Deeper, at the bone, there is a level at which the music and the text must match absolutely: character intent (text) must match large harmonic blocking (music).   This is the crucial contact point between the two.  If your character is saying something for which the motivation is X, the music — specifically, the harmonic map — had better be mirroring that character’s interior X or else productively countering it.  This contact point between text and music is the one audiences actually hear.  If this bone-level contact is occurring, you can cut a word, add a measure, change figures in the vocal part, do whatever you will on the skin-level — and the product will still work.

Which is good news.  When we secure the interaction of words and music at the bone level, it turns out we can adjust things at the skin level however we like.  The skin of the opera is malleable, simply because word choice and rhythmic declamation in the voice part should be malleable until very late in the game.  Both composer and librettist should be flexible and creative enough spin out multiple solutions at the skin level, always with the aim of showing the bone structure more clearly.


7) Your libretto shouldn’t make complete sense.  One way I know I’m off base is if I look at a drafted passage and I can see everything in the text.  Meaning: opera is most successful when the text leaves the music something to do, some part of the narrative weight to pull.  If the text conveys everything by itself, it will jam up the flow of the music like logs in a stream.  If the text says it all, why have an expensive union orchestra on hand?  Why have costumes?  Why props?  Why lighting design?  Why, for that matter, professional actors, who can convey a thousand words in a glance?

Someone once asked my wife Jennifer, a collaborative pianist: “Is great art song more about the text, or more about the music?”  Her reply was characteristic in its improbably true precision: 

“Great art song is 51% music.”

And I’d say exactly the same thing about opera.  The text has to know where those crucial moments are when the music alone gets to tell the story.  This means that, when you look at a good libretto on the page, it should have some holes in it.  That extra 1% — that moment when the text allows the music to cross the finish line by itself — is the magic of opera, and as a librettist you have to make room for it.

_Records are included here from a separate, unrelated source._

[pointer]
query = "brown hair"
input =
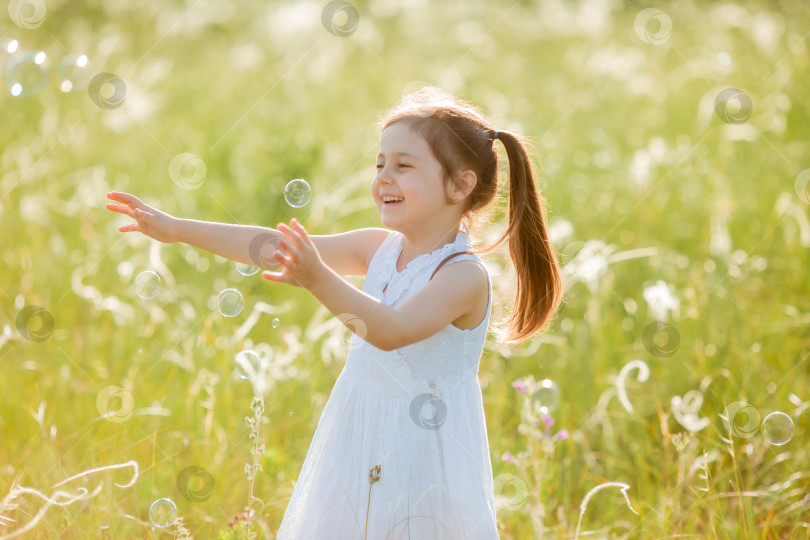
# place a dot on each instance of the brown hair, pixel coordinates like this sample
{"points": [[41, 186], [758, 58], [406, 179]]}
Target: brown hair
{"points": [[460, 139]]}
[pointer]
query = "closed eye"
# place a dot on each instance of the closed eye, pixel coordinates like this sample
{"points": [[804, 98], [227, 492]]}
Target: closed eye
{"points": [[401, 165]]}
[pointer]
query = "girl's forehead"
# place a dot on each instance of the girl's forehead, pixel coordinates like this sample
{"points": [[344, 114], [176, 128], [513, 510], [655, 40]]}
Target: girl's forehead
{"points": [[399, 137]]}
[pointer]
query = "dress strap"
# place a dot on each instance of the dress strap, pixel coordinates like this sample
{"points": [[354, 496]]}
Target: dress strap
{"points": [[445, 260]]}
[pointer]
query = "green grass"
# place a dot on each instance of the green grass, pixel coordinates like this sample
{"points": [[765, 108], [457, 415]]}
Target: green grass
{"points": [[264, 94]]}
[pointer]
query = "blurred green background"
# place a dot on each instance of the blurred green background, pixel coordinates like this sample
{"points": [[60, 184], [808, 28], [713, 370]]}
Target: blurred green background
{"points": [[637, 148]]}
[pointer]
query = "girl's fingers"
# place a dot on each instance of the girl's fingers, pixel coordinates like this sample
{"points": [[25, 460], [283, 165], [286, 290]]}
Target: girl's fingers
{"points": [[289, 233], [120, 208]]}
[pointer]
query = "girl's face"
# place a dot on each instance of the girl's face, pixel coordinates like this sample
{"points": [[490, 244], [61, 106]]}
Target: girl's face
{"points": [[406, 168]]}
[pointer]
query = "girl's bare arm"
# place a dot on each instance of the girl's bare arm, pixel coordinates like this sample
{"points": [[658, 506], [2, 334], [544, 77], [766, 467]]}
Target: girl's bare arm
{"points": [[248, 244]]}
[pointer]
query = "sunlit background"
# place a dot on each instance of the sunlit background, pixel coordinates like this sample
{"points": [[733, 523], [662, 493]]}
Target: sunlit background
{"points": [[673, 149]]}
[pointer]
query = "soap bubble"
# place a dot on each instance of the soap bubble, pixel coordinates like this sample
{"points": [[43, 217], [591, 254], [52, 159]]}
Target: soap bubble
{"points": [[229, 302], [163, 513], [28, 73], [777, 428], [297, 193], [147, 284], [248, 364], [72, 73], [246, 269], [547, 396]]}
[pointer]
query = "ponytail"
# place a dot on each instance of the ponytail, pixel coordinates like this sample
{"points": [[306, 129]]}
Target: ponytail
{"points": [[539, 284]]}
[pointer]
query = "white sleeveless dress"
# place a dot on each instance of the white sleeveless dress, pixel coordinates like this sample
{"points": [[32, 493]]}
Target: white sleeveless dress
{"points": [[418, 413]]}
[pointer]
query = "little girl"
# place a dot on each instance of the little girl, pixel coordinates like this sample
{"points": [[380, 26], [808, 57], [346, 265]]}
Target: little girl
{"points": [[401, 450]]}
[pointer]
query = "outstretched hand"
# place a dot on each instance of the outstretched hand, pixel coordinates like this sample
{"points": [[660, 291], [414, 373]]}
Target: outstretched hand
{"points": [[149, 221], [301, 263]]}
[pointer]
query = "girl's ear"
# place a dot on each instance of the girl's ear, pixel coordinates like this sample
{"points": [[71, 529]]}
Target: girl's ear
{"points": [[468, 181]]}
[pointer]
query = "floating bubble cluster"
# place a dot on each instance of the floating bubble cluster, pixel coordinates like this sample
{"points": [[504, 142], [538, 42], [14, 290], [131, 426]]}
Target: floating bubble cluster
{"points": [[777, 428], [28, 73], [229, 302], [72, 73], [547, 396], [147, 284]]}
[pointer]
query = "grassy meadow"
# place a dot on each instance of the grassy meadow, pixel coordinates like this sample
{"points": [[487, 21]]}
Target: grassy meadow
{"points": [[673, 152]]}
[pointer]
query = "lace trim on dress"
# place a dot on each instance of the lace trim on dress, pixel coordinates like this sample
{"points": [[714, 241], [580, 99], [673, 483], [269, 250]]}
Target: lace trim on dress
{"points": [[396, 283]]}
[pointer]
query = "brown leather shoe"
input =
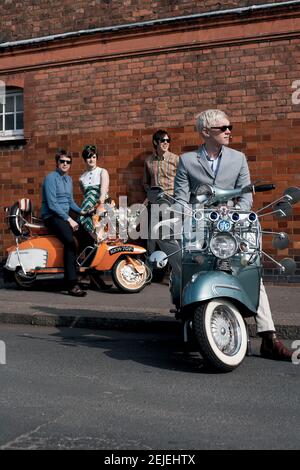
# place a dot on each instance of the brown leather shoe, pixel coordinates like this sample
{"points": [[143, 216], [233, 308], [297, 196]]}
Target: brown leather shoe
{"points": [[272, 348], [77, 291]]}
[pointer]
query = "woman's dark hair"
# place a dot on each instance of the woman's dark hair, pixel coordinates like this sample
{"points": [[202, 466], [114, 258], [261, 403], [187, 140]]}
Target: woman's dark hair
{"points": [[62, 153], [88, 151], [157, 136]]}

Writing libretto is like setting dominoes up on their ends, row after curling row, ready to be knocked over.  Writing music is like knocking them over.  Unless the dominoes are perfectly set up, you can’t knock them over and get that thrilling effect we all love.  But it’s the happening itself — the falling — that we love to watch, not the perfectly set-up dominoes standing still This is the 1% that libretto-writing has to make room for: the musical tip of the finger, the magical sense of forward action, the illusion that the dominoes are doing something all by themselves.

Often I hear about new opera projects in which part of the development process is a public reading of the finished libretto… before any music is composed.  Such a process is — to politely understate the matter — criminally insane.  Perfecting the libretto to the point that it could be publicly performed by itself will almost certainly wick material over into the libretto that should be left to the music.  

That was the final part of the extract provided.